Hemingway was here to introduce Blackburn is Open, a manifesto to revitalise the town, while also welcoming guests to the pilot of a trailblazing Urban Room linked to the non-partisan Farrell Review. These, he said, could empower a new can-do spirit in a population where 25% work in manufacturing – a ratio reportedly double the national average. His role here was as a creative director to help drive a growing ‘maker movement’ in the borough, and which recently commissioned local taxidermist Nicola Hebson to set up her pop-up curiosity shop here, with sell-out ‘anthropomorphic taxidermy beginners’ classes’.
Add to this the recurring creative programming ‘First Thursday’ and the launch of the town’s new FabLab and Making Rooms, and the ambition for Blackburn to extend its reach with a first Festival of Making in 2015 is ultimately realisable – ‘but we need help’ urged Wayne. Success had already been achieved on a shoestring. Now, with added resourcing and priority, Blackburn had the potential to become a true Capital of Making.
The opportunity Hemingway saw was in empowering its people to take more creative risks. It was time, he said, to grow a collective sense of ‘generosity’ in the town’s heart. Alluding to some illustrated examples, he longed for a more open mind reset that might one day allow 24-7 unmanned libraries – or wild swimming in the Leeds-Liverpool Canal. While he dreamed of this out loud, graphic recorder Chris Shipton doodled his visionary mind-map for posterity (above).
For the next part of the evening, 50 invited guests and locals had gathered in the old Chapel of Ease while little gems tempted further exploration on its fringes. Side shows included a Sheffield School of Architecture (SSoA) vision called ‘[re]create Blackburn’; a photography showcase of ‘Hidden Blackburn’; and a pop-up recreation of an earlier film festival showing Jacques Tati’s modernist masterpiece, Playtime.
Chair for the night, Darwen-born architect Philip Thornton, then introduced three speakers to draw synergies from a Blackburn looking both back and forward: Otto Saumarez-Smith delivered a lecture on the deemed ‘visual panache’ of the town’s Corbusian-like shopping centre, designed in the 60s by BDP; Carolyn Butterworth talked passionately of the school of architecture’s community focus; and Sara Hilton extolled the Heritage Lottery Fund’s ‘New Ideas for Old Buildings’.

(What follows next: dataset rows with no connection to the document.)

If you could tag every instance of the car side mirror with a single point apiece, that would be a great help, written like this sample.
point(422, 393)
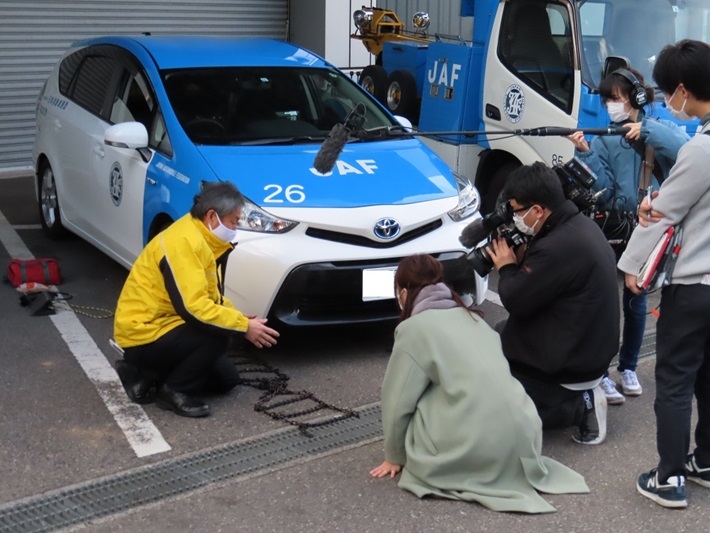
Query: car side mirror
point(129, 135)
point(404, 122)
point(613, 63)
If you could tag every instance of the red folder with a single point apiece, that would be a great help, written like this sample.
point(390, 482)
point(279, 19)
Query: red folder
point(651, 268)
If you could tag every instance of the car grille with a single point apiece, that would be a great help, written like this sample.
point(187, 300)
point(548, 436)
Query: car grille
point(331, 293)
point(359, 240)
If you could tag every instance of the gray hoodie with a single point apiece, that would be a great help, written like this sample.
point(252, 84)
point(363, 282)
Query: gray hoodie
point(684, 199)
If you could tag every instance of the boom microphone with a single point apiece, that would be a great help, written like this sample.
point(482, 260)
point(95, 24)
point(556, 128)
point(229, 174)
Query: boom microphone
point(553, 130)
point(337, 138)
point(331, 148)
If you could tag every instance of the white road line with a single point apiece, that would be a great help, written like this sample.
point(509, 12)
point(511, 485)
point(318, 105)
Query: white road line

The parallels helped inform a concluding debate in this, the UK’s first-ever community ‘place-space’. In recognition, one of the Farrell Review’s key authors Max Farrell had come to Blackburn to set out its key recommendations, and to encourage (or drag kicking and screaming?) politician, professional and public out of the silos to talk more.
In terms of Blackburn is Open, the town’s urban future looks optimistic under the unconventional creative eye of Wayne Hemingway. With both its chief executive and head of regeneration present throughout the entire event, the council is clearly following this new Urban Room with interest, and that should be applauded. That this was the first in the country, and conceived by its own Arts Services team, was a real coup for the town.
Blackburn’s development of a 7ha cathedral quarter is already addressing many of the centre’s shortcomings, as was first described by Hemingway, and this work will feature in a future Urban Room. However, more help is needed now if Blackburn is Open’s growing Maker Movement is to fully contribute. Simply put, it now needs strategic recognition and support to add energy to a new civic spirit of ‘pay-it-forward’ – or as Wayne so nicely put it: it was time ‘to place Blackburn at the centre of this generosity’.